Wednesday, August 27, 2014

Clay settles differences with fire department building contractor

J-E News Editor
Clay City Council members sat down last Tuesday night to speak candidly with the contractor who had designed their new fire department and the contractor who built it.

The building was scheduled to be completed by June 30, but according to council members, the city has been locked out of the building since the deadline came and went.
At a meeting earlier this month, Fire Chief Jeremy Moore also told the council that when a contractor had come to relocate the fire department’s sirens, it had been discovered that some of the three phase wiring had been installed using aluminum wiring.

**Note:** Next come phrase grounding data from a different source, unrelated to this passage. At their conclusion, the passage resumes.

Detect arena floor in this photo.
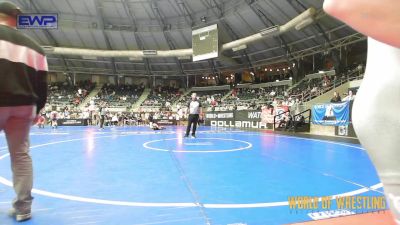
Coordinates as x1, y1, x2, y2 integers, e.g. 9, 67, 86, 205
0, 126, 386, 225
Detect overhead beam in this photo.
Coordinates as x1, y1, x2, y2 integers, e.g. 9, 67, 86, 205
151, 0, 186, 76
175, 0, 195, 27
252, 33, 366, 66
47, 33, 365, 75
122, 0, 152, 75
174, 0, 220, 74
42, 5, 320, 64
246, 0, 294, 63
94, 0, 117, 75
200, 0, 253, 69
287, 0, 333, 48
22, 0, 70, 73
47, 25, 353, 65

While aluminum wiring is not a violation of the electric code, it was listed as ‘prohibited’ by the city’s approved building schematics.

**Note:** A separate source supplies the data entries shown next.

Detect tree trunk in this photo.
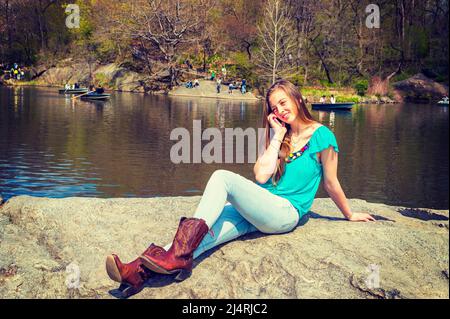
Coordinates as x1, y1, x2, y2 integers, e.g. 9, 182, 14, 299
6, 0, 12, 52
244, 41, 252, 61
35, 6, 46, 50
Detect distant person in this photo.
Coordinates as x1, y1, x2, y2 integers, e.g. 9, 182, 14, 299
65, 83, 71, 90
194, 79, 200, 88
330, 95, 336, 104
221, 66, 227, 80
74, 83, 80, 89
216, 78, 222, 93
241, 79, 247, 94
210, 70, 216, 81
96, 86, 105, 94
185, 81, 193, 89
228, 82, 233, 94
319, 95, 326, 103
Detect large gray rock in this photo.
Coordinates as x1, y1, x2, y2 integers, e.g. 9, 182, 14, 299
37, 62, 95, 86
93, 63, 146, 93
0, 196, 448, 299
393, 73, 449, 102
34, 62, 147, 93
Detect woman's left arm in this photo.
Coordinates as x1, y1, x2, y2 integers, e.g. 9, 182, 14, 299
320, 147, 376, 222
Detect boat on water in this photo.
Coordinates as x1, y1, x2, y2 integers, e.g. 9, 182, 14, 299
59, 88, 89, 94
311, 102, 354, 110
80, 92, 111, 101
437, 96, 449, 105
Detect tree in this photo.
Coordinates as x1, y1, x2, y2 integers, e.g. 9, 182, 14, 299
219, 0, 263, 60
256, 0, 296, 84
116, 0, 214, 87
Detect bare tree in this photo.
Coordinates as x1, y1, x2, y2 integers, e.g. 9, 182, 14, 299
114, 0, 214, 88
286, 0, 317, 84
256, 0, 296, 84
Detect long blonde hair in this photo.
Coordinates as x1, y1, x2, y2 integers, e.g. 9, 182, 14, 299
263, 79, 315, 185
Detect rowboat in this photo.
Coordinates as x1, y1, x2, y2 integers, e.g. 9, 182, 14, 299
437, 97, 449, 105
58, 88, 89, 94
80, 92, 111, 101
311, 102, 354, 110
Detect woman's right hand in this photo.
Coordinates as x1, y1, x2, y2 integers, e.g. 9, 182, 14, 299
267, 113, 287, 137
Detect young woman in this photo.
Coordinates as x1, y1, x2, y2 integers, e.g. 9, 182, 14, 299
105, 79, 375, 297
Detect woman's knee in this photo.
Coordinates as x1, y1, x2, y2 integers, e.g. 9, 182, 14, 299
257, 215, 299, 234
210, 169, 234, 184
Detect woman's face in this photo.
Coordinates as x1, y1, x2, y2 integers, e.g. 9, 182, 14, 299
268, 89, 300, 125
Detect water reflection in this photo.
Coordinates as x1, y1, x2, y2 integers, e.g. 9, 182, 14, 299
0, 86, 448, 210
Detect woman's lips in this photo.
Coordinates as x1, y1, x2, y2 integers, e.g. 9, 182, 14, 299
279, 113, 290, 121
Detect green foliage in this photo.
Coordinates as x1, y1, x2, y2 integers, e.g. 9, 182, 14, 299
353, 79, 369, 96
409, 26, 429, 60
318, 79, 337, 88
226, 51, 255, 81
290, 73, 305, 86
435, 74, 448, 83
208, 53, 224, 70
96, 39, 120, 63
94, 73, 113, 88
336, 96, 360, 103
300, 87, 362, 102
392, 72, 412, 83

After opening the meeting in the council chambers, the council adjourned to the fire station. Following a tour of the building, the meeting was continued at the fire department.
“I came down here with only two issues I was concerned with,” Mayor Rick Householder said. “My number one concern is the aluminum wiring. It has to be fixed. My other concern was the bathroom. It looks like something you would see in a bar or at a rodeo.”
Engineer Duke Gaston told the council that although he had not specifically listed metal stalls in the blueprints, he never imagined that wood stalls would be considered.
“I’ve done 100 buildings and never once had to say ‘don’t use wooden stalls’,” Gaston said. “When I came down David Miller (contractor) was already putting the wood stalls up. I told him they needed to be metal, but he said someone with the city told him they would be okay as long as they looked good.”
That seemed to be at the heart of the issues the city is facing with the building; a lack of good communications.
“My responsibility somewhat stops at the end of the design phase. I did come down every two or three weeks to check on the progress. I was getting a bit frustrated that decisions were being made and I’d come down and not know what was going on,” Gaston said. “By the time I got here the wood stalls were already being put in. I didn’t like them. But since someone from the city had given him permission to use them, I didn’t feel it was my place to tell him to take them out.”
Council members agreed that none of them liked the wooden stalls for the bathrooms, voting unanimously that they needed to be replaced with metal stalls before the city took ownership of the building.
They also instructed Miller to have the electrical contractor come back and replace the aluminum wiring with copper, which is what they had paid for.
In the end, all sides agreed on a tentative 30-day completion date. The only hold up would be refinishing the floors in the office area of the building.
When the floors were painted, the stain had not reacted the way it was expected to, leaving them with a sticking feel.
“I’m more tore up about the floors than I was the bathroom stalls,” said Householder.
Miller said that he would have someone from Sherwin Williams to take a look at the floors to see what could be done.